Through this approach, the initiative also builds institutional and human capacity across the system. Faculty and supervisors are equipped to mentor with a systems lens, students are trained not just in methodology but in complexity, interdependence, and stakeholder engagement, policy actors and implementing partners learn how to integrate evidence into decision-making frameworks, and for the broader health research ecosystem, it sets a precedent for how academic institutions can move beyond ivory towers to become integral drivers of system transformation. Each part of the system is strengthened in relation to the others, creating resilience that extends beyond the life of the initiative.
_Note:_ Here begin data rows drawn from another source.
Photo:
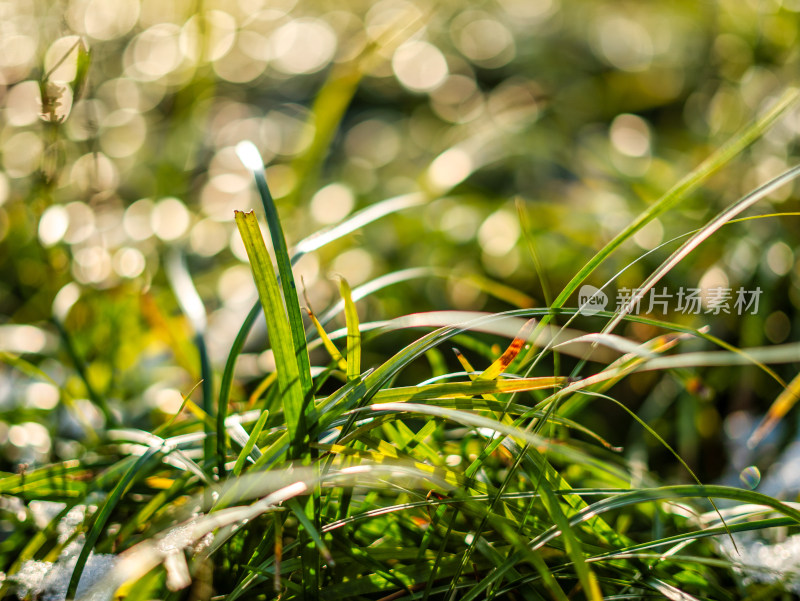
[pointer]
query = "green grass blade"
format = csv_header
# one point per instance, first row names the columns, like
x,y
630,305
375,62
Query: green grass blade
x,y
251,441
280,334
249,155
702,235
683,188
353,333
103,514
Leadership development is also a key outcome of this initiative. By immersing students in systems mapping exercises, causal loop diagramming, and scenario planning, the program cultivates a new cadre of health professionals equipped to navigate complexity. These emerging leaders learn to ask the “why” behind the “what,” to trace the upstream drivers of downstream health outcomes, and to spotlight emergent behaviors that static models would overlook. Such capacity building generates a ripple effect: as alumni integrate systems approaches into their future roles, —whether in government ministries, NGOs, or academia, —they diffuse a mindset of holistic inquiry.

Fig. 2: The AMIU-HSS -MEL Collaboration Model
Ultimately, the AMIU–/HSS-MEAL Research Collaboration is a bold demonstration of how systems thinking can be operationalized in health research. It challenges the traditional boundaries between academia and practice, between research and policy, and between knowledge and action. It affirms that health systems are complex, but not unknowable; and that with the right approach, —grounded in collaboration, co-creation, and systems thinking, —we can generate evidence that not only informs but transforms. In doing so, the initiative positions itself at the cutting edge of health systems research. It is not simply about what we study, —it is about how we study it, with whom, and to what end. The AMIU–/HSS-MEAL Research Collaboration reminds us that in a complex world, the most powerful answers come not from isolated findings, but from connected minds working within a connected system.